Burden of the London conference was that while much remains to be done, far more has been accomplished in the last quarter-century than in the previous 2,500 years. Except for specialized and usually local deficiencies in the diet, such as iodine, malnutrition is now known not to be a major cause of malformations. Stress and strain on the mother play a role in some birth defects (they have been blamed for harelip and cleft palate), but just what is far from clear.

If, despite all reasonable precautions, the baby is defective, today's surgery and medicine offer far more hope of alleviating the condition than before World War II. Many severe abnormalities in and around the heart, once crippling and eventually fatal, are now corrected by daring surgery. "Water on the brain" (hydrocephalus) can be drained away by ingenious valves and tubes.

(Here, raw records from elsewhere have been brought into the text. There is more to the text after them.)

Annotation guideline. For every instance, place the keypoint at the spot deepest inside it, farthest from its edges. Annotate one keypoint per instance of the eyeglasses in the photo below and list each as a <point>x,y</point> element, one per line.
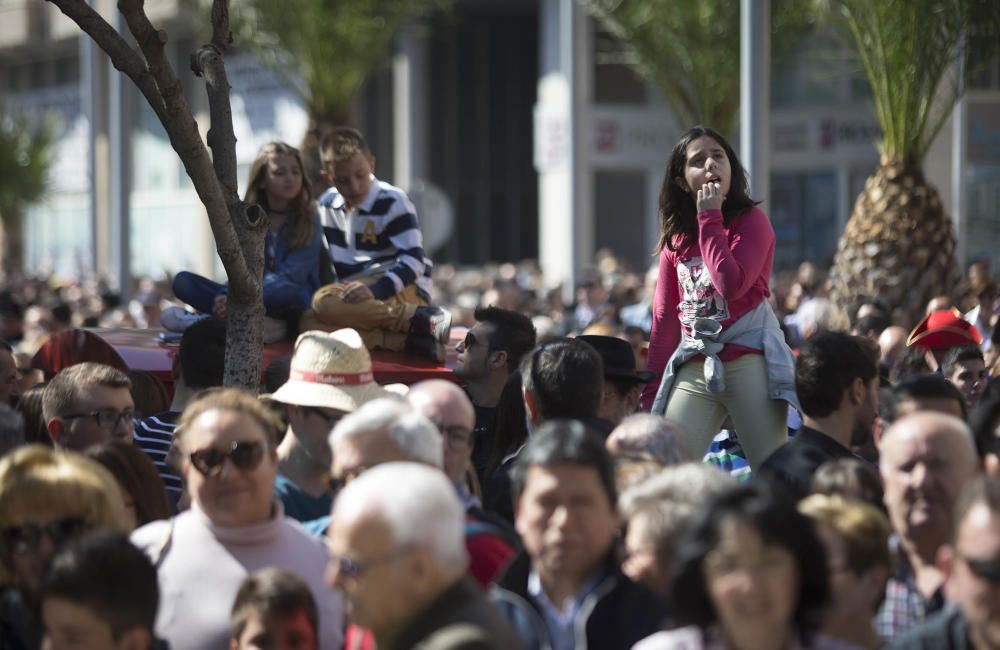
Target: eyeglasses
<point>457,436</point>
<point>351,568</point>
<point>471,341</point>
<point>245,456</point>
<point>337,483</point>
<point>28,536</point>
<point>988,570</point>
<point>106,418</point>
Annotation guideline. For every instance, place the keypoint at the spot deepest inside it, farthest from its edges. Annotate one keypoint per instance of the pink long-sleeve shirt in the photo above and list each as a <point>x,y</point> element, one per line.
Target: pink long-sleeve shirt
<point>722,275</point>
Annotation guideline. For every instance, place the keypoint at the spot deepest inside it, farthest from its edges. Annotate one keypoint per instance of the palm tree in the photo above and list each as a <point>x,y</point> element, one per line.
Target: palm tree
<point>691,49</point>
<point>25,160</point>
<point>324,49</point>
<point>917,55</point>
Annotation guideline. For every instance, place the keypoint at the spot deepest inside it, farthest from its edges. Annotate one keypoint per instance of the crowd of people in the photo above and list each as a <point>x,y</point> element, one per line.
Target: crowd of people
<point>702,456</point>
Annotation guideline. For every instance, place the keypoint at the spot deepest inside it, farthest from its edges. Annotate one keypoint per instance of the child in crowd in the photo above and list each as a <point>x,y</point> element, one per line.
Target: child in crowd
<point>100,592</point>
<point>383,278</point>
<point>274,609</point>
<point>715,342</point>
<point>291,247</point>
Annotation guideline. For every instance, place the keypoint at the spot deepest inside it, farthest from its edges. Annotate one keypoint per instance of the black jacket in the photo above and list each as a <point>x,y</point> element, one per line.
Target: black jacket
<point>946,630</point>
<point>616,615</point>
<point>460,619</point>
<point>793,464</point>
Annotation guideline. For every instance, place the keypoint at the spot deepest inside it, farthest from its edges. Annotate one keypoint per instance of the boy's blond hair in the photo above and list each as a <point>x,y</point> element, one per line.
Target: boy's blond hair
<point>62,393</point>
<point>341,144</point>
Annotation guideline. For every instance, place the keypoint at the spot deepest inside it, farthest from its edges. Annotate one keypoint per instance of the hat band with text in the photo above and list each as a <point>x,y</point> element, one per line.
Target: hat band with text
<point>332,378</point>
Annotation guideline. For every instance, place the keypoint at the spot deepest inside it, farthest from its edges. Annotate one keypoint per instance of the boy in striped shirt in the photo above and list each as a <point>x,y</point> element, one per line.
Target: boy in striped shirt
<point>383,278</point>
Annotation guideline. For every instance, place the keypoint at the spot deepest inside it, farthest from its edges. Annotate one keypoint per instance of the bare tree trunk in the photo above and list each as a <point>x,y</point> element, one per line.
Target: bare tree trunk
<point>238,228</point>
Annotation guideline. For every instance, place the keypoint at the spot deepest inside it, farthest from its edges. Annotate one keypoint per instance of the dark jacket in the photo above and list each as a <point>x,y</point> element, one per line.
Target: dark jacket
<point>460,619</point>
<point>793,464</point>
<point>946,630</point>
<point>616,614</point>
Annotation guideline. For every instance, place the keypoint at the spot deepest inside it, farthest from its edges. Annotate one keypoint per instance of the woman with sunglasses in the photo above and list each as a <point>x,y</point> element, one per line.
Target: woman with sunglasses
<point>47,498</point>
<point>227,440</point>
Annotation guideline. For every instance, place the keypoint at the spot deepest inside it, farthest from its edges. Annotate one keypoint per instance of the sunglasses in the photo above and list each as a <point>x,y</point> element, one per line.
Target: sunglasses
<point>329,418</point>
<point>471,341</point>
<point>27,537</point>
<point>106,418</point>
<point>245,456</point>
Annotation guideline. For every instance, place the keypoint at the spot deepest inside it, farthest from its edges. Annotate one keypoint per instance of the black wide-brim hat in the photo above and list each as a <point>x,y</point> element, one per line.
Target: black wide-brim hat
<point>618,358</point>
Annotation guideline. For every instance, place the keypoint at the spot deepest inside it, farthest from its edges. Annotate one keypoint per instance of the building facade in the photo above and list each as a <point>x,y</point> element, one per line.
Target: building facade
<point>519,126</point>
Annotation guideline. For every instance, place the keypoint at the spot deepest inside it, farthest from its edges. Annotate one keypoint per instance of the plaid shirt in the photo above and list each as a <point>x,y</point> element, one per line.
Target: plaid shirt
<point>904,607</point>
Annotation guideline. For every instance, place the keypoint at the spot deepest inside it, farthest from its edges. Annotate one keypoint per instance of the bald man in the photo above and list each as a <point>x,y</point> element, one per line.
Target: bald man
<point>449,408</point>
<point>925,461</point>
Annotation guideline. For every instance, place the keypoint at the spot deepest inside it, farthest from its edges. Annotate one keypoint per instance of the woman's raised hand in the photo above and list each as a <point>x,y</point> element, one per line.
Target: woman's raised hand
<point>710,197</point>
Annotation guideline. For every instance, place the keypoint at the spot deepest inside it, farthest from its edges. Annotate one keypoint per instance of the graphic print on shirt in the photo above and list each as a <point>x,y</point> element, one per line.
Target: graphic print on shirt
<point>699,299</point>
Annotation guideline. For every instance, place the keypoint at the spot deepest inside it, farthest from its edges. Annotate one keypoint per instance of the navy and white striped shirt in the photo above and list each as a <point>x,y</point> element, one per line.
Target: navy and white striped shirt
<point>379,235</point>
<point>154,435</point>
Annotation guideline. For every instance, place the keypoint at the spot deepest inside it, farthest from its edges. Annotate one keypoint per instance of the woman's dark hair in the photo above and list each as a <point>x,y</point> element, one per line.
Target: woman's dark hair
<point>777,522</point>
<point>678,211</point>
<point>138,477</point>
<point>104,573</point>
<point>849,478</point>
<point>29,405</point>
<point>511,429</point>
<point>149,394</point>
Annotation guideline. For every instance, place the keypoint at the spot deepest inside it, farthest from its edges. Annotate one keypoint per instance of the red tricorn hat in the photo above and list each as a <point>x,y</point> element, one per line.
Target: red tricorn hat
<point>944,329</point>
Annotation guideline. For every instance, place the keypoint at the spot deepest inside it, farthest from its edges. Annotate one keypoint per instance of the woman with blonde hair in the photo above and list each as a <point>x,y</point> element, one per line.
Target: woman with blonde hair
<point>227,440</point>
<point>855,535</point>
<point>47,498</point>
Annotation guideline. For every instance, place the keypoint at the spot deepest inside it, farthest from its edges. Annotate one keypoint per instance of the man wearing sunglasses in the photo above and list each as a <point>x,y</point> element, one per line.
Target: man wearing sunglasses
<point>330,376</point>
<point>88,404</point>
<point>397,556</point>
<point>490,352</point>
<point>972,577</point>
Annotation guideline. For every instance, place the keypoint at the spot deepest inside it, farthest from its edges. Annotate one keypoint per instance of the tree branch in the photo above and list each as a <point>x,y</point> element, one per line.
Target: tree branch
<point>185,137</point>
<point>122,56</point>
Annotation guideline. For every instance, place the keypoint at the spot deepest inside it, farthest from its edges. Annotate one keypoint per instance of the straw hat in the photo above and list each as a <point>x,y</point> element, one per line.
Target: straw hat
<point>944,329</point>
<point>330,370</point>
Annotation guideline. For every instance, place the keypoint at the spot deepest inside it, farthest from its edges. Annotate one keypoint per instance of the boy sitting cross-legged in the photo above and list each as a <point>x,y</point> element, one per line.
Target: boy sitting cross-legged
<point>376,248</point>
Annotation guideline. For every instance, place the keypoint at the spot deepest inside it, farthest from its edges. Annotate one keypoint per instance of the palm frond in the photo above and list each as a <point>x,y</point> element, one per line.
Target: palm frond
<point>26,156</point>
<point>917,55</point>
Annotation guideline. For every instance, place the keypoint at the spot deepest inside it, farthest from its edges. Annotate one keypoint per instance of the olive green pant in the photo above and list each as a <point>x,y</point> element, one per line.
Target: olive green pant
<point>760,422</point>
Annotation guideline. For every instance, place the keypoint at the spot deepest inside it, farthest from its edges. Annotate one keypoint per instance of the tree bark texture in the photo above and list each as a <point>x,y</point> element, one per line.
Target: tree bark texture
<point>238,228</point>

Man may soon be tinkering with his chromosomes and the genes they contain. Mongolism has recently been shown to be associated with a supernumerary chromosome: victims have 47 instead of the normal 46. Some cases of intersex abnormalities have one or even two extra female (X) chromosomes. Within the chromosomes, a defective gene may fail in its function because a single fraction of its nucleic acid molecule is aberrant and inutile. The time may come, suggested the Rockefeller Institute's Geneticist Edward L. Tatum, when medical men will be able to replace a defective gene with a specially tailored nucleic acid molecule, or to boost a patient's deficient supply of functioning molecules with an injection of the right kind. If that day comes, man will be close to controlling the fashioning of his offspring before they are conceived.

* Best evidence now is that Richard III, though puny and below average height (whereas eldest brother Edward IV was a muscular giant of 6 ft. 4 in.), was not visibly deformed. "Crouch-back" probably referred to a shoulder slope induced by vigorous practice which overdeveloped the muscles of his sword arm. Shakespeare, truckling to the Tudor court, made Plantagenet Richard a monster.